Hi, anyone else here with a diagnosis of Nodular Regenerative Hyperplasia of Liver?

It would be good to hear from anyone else who is living with this condition. My partner was diagnosed after a massive bleed at home from oesophageal varices (that he was unaware he had!) 5 years ago. On admission to the emergency dept. of hospital, the blood loss and trauma to his body was so great that after several days in intensive care followed by a week in H.D.U. and finally on the general ward, the Consultant came and sat with us and told us that they hadn't expected him to survive. He also apologised to me as when he and another doctor had questioned me about his drinking habits and I had said that "he doesn't drink and never has because he's one of a few people who doesn't like alcohol!", they had dismissed this information as he had presented to the medical world with burst varices and they had made the assumption that it was alcohol related. During this chat at his bedside, he also confirmed that after extensive tests and observation, they realised what a (previously) healthy and fit man he was and that it was, indeed, this fitness level that had contributed greatly to his survival. So, skip forward a while and they've carried out tests for every non-alcoholic liver disease imaginable (P.B.C, Wilson's disease etc).
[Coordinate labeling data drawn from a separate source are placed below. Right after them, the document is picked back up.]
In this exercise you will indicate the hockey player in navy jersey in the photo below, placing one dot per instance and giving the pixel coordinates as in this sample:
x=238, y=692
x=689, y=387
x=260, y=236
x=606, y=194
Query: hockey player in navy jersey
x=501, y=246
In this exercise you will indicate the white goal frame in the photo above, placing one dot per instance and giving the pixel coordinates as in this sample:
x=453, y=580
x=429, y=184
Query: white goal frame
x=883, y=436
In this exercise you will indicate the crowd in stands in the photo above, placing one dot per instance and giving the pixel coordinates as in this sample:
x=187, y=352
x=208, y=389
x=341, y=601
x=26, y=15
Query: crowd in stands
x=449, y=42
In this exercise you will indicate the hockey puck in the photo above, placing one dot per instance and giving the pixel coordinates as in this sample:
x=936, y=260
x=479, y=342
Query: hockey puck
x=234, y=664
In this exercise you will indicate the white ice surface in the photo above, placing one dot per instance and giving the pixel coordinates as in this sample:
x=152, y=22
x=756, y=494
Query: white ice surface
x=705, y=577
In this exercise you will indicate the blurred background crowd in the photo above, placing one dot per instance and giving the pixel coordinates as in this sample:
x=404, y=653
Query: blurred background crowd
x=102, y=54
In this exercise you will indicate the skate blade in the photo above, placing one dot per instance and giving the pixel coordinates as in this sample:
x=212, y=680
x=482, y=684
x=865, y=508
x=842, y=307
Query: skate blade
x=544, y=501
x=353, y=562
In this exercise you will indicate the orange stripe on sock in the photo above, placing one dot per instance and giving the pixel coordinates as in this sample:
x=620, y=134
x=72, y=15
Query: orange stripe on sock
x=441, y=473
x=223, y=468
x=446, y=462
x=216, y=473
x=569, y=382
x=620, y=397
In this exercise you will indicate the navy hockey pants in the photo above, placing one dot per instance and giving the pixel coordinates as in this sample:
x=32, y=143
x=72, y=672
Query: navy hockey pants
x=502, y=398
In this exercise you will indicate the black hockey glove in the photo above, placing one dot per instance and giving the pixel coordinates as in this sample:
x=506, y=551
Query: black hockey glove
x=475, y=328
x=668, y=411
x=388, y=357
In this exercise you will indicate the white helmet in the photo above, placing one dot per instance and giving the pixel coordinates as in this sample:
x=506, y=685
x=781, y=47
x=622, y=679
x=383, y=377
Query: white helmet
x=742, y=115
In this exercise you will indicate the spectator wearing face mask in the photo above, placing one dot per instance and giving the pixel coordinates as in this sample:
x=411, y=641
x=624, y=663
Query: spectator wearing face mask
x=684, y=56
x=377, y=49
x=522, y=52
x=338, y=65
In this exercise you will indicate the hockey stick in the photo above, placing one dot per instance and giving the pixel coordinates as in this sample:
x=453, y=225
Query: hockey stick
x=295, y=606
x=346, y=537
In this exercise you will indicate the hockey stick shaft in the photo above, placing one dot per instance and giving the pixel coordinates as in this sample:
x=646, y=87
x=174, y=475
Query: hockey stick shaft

Eventually, a biopsy was sent off to a Professor at Newcastle from the liver unit at Glasgow and he was given a diagnosis of Nodular Regenerative Hyperplasia of Liver. I suppose it could be said that he's fairly lucky to have this diagnosis as its normally diagnosed at post-mortem! So, here we are 5 years down the line, he still has banding under sedation every 6 months (the usual life-long procedure), EXTREME fatigue, portal hypertension, splenomegaly, awful oedema of legs and scrotum (thankfully this comes and goes as its painful and uncomfortable), leg cramps and awful itchiness over his body. He takes carvedilol, spirolactone, furosemide, atarax and questran. He's also advised to follow a very low-salt diet and drink lots of tonic (for the cramps). I don't know why I've put this in the "Question" section, it's more of a blog; apologies. I think I really am just wondering after all these years if there is anyone out there with the same?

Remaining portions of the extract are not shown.